April fools?
April Fool’s Day sets up interesting challenges for readers of newspapers and other media in trying to tell which stories are true and which are pranks.
Which (if any) of the following would you think are true (or at least seriously intended)?
1. Durham University is offering a course on Harry Potter. The module, entitled Harry Potter and the Age of Illusion includes a section “Welcome to Hogwarts: the commodification of education”.
2. In Sweden, news website The Local reports that workmen digging a rail tunnel under Stockholm have found Mjoelnir, the hammer used in Norse mythology by the thunder god Thor. It reports that the object, covered in runic writing and about 60cm long, was found embedded in granite and initially taken for “piping sticking out of the ground”.
3. NASA is planning to use a giant bag to capture an asteroid and tow it to the Moon. The $100m project will be included in its 2014 budget request. If successful, the asteroid will be used to help long-distance space missions.

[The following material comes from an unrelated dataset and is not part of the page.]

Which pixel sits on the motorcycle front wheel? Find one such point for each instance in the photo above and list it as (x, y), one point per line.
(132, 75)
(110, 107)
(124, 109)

4. In Russia, the State Duma (lower house of parliament) features a draft law submitted by deputy Sergei Ivanov, in which he proposes banning the consumption of garlic – popular among Russians – in public places.
5. A woman in Bradford claims she was raised by a group of capuchin monkeys in Colombia. Marina Chapman says she spent five years of her childhood with the primates after being kidnapped and abandoned in the jungle. Over time she developed leathery skin and powerful, sinewy arms.
6. Researchers at the Fuldstændig Består University in Denmark claim that research carried out under laboratory conditions proves plants have feelings and can react to external stimuli in “an almost human” fashion. At the John Innes Centre in Norwich, work will soon begin on developing a communication system which will allow scientists to hold ‘conversations’ with plants.
What did you think? Answers, along with the credits, are at the bottom of this post.
But it raises a more serious question: when unusual or surprising claims are made, how do we decide if they are true?
If our sole criterion is to test truth-claims by our present knowledge and experience, then we would have committed ourselves to a radical and paralysing scepticism.
We could ask: does the ‘claim’ show any signs of the intent of its originator? In the case of news items, the fact that it was published on 1st April or that it contains a half-hidden anagram raises the index of ‘suspicion’.
We could also ask: what are the sources? Can we check them? Is there any evidence of eye-witness testimony or independent corroboration?
When it comes to the truth-claims of the Bible, including (and expecially) the resurrection of Jesus Christ, then it will not do to say, ‘This has never happened before, or since, and so we cannot accept that it happened then’. But we do not have to treat it with credulity either. We can ask those same questions: What did the writers intend? Are the sources reliable? Can we detect eye-witness testimony and independent corroboration?
The answers to those questions might themselves be surprising. And life-changing.
[Answers to quiz: 1, 3 & 5 are TRUE. 2, 4 & 6 are FALSE. That’s according to this BBC source and Eastern Evening News 24.